Juan's notebook has horizontal lines. On a page, it has $$$m$$$ horizontal lines, each separated by one centimeter from the previous one. However, Juan prefers notebooks with a grid pattern. Therefore, he has drawn $$$n$$$ vertical lines on a page of his notebook at the horizontal coordinates $$$a_1, a_2, \ldots, a_n$$$, meaning that the distance from the $$$i$$$-th line to the left edge of the page is $$$a_i$$$ centimeters. Both the horizontal lines and the lines drawn by Juan extend across the entire page.

Now Juan wonders how many squares can be formed with vertices at the intersections of the lines in the notebook.
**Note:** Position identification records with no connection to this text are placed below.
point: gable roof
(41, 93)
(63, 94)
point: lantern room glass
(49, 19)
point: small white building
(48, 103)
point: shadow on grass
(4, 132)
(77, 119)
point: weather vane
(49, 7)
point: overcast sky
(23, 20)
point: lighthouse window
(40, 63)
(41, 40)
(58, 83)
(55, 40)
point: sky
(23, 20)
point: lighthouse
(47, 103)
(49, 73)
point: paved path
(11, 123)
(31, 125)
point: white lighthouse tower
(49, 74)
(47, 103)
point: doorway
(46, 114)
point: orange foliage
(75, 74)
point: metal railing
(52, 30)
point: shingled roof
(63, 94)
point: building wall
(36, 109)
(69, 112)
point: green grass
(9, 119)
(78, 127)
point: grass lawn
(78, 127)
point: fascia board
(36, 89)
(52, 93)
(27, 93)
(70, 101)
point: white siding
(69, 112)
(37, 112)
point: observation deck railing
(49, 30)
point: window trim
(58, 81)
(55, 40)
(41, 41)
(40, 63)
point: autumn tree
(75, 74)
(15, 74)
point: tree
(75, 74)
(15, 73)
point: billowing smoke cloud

Help Juan count the number of squares.

$$$1 \leq T \leq 30$$$.

$$$2 \leq m \leq 10^6$$$.

$$$2 \leq n \leq 10^6$$$, the sum of $$$n$$$ for all cases is less than $$$2 \cdot 10^6$$$.
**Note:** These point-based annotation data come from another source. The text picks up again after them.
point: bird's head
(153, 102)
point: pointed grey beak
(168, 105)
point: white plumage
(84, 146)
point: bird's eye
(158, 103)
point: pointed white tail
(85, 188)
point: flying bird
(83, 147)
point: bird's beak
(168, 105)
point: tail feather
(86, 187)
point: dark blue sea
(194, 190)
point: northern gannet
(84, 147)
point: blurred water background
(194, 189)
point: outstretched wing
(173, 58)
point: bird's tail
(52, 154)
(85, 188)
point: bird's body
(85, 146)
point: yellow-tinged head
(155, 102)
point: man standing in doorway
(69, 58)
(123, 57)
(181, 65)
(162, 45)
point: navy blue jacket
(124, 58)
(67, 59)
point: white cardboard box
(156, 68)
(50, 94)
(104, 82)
$$$1 \leq a_1 \lt a_2 \lt \ldots \lt a_n \leq 10^9$$$.

26 points: $$$n, m, a_n \leq 100$$$. The sum of $$$n$$$ for all cases is less than $$$500$$$.

16 points: $$$n \leq 2000$$$. The sum of $$$n$$$ for all cases is less than $$$7000$$$.

11 points: $$$m = 2$$$, the sum of $$$n$$$ for all cases is less than $$$2 \cdot 10^5$$$.

18 points: $$$a_i = i$$$ for $$$1 \leq i \leq n$$$, the sum of $$$n$$$ for all cases is less than $$$2 \cdot 10^5$$$.

29 points: No additional restrictions.